Book reviewer, cat photographer, fanzine editor, map blogger, snake whisperer.

Tag: fountain pens

How to Fill a CON-40

Few fountain pen accessories generate more online vituperation than Pilot’s CON-40 converter.1 It’s small and hard to fill completely: it has no capacity. The size complaint is a bit unfair: it’s designed to fit all2 of Pilot’s fountain pens, including the pocket-sized E95s/Elite. Whereas Kaweco and Sailor both make pens that are too small for their standard converters. As for being hard to fill? Between us Jen and I currently have a total of 11 pens with a CON-40 converter, and while they’re not as easy to fill completely as pens with the CON-70 converter3 or piston-filling pens, it can be done. There’s a trick to it, though, and Brian Goulet’s video above shows how to do it.

An Analysis of Fountain Pen Ink Reviews

Adam Santone did a quantitative analysis of 15,000 customer reviews of 500 fountain pen inks sold on the Goulet Pen Company website. Those reviews rated inks by characteristics like drying time, flow, shading and water resistance, and Adam collated those ratings into useful comparative tables. There are some artifacts here and there—I don’t think Iroshizuku Syo-ro is supposed to be water-resistant—and different bottle sizes of the same ink have different entries, because reviews are by the SKU, but this will really help inform my ink buying in the future. [r/fountainpens]

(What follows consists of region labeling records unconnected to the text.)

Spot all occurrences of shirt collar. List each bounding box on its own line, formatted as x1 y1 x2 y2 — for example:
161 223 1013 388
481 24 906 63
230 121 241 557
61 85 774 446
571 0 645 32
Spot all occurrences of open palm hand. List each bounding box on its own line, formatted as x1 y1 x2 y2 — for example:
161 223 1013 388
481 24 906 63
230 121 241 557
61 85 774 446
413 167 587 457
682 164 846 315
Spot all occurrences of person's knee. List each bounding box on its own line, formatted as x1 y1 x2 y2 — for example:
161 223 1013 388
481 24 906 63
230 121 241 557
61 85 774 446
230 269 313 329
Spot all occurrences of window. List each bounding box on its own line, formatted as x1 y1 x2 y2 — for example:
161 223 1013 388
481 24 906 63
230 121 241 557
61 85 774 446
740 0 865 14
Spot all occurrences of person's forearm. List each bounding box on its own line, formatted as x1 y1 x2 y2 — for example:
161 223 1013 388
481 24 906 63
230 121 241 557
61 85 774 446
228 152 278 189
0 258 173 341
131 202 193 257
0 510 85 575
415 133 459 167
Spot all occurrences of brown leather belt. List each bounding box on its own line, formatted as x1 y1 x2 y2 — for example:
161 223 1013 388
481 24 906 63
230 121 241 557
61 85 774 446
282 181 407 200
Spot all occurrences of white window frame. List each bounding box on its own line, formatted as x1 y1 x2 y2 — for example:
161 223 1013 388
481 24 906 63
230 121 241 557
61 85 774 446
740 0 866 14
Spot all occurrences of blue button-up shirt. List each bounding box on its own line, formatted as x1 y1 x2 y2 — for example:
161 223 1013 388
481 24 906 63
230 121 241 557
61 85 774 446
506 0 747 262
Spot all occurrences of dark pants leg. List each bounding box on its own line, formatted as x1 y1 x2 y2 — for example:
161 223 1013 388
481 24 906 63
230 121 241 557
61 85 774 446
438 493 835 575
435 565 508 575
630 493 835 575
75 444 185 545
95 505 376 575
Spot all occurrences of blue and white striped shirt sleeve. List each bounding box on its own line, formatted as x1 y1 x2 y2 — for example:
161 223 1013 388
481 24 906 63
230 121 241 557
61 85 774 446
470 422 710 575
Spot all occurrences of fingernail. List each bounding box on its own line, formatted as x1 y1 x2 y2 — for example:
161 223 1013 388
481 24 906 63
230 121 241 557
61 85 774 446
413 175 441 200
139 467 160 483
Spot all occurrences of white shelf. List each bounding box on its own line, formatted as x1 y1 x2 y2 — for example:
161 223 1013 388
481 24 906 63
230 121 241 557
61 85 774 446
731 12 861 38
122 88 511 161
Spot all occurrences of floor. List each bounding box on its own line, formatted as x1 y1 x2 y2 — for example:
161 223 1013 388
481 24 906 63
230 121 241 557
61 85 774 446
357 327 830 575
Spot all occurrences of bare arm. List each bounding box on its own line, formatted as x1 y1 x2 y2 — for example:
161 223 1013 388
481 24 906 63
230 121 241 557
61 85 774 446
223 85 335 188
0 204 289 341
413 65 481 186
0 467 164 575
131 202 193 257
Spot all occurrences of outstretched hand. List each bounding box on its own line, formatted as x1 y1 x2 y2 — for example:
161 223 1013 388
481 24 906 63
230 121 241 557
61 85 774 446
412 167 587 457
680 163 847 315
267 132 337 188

Fountain Pen Nib Size Charts

Fountain pen nibs come in fine, medium and other sizes, but there’s no standard definition for those terms. A Japanese nib is usually a size finer than its European equivalent, for example, but there are exceptions all over the place. There are guides to a nib’s tipping size—the actual writing surface, measured in tenths of a millimetre—from Pen Chalet and Nibs.com, but they don’t necessarily tell the whole story. According to Pen Chalet, a TWSBI medium nib has the same tipping size as a Pilot medium, but my TWSBI Eco writes much thicker than my Pilot Metropolitan. The TWSBI nib might be wetter, and the ink might be too. And at the moment my Eco is loaded with a quick-drying ink that feathers a little on good paper. So it seems that there are other factors at play. I’ll figure them out as I go.

Using Fountain Pens When You’re Left Handed

Ana Reinert’s Fountain Pen Guide for the Left-handed Writer and Goulet Pens’s Fountain Pens for Lefties set out some of the challenges faced by left-handed fountain pen users like me. Mostly the challenges involve having to push the nib across the page rather than pull it, and smudging your writing with your hand before the ink has time to dry. For my part I’ve had trouble with fine nibs scratching the page, and with smudging ink (particularly on Clairefontaine Triomphe pads; I suspect I’ll have the same trouble with Rhodia, but I haven’t broken into my stash of that stuff yet). Options include avoiding flex and stub nibs and using fast-drying inks. And some pens just work better: the medium-nib Pilot Metropolitan I use right now is the best pen I’ve ever written with.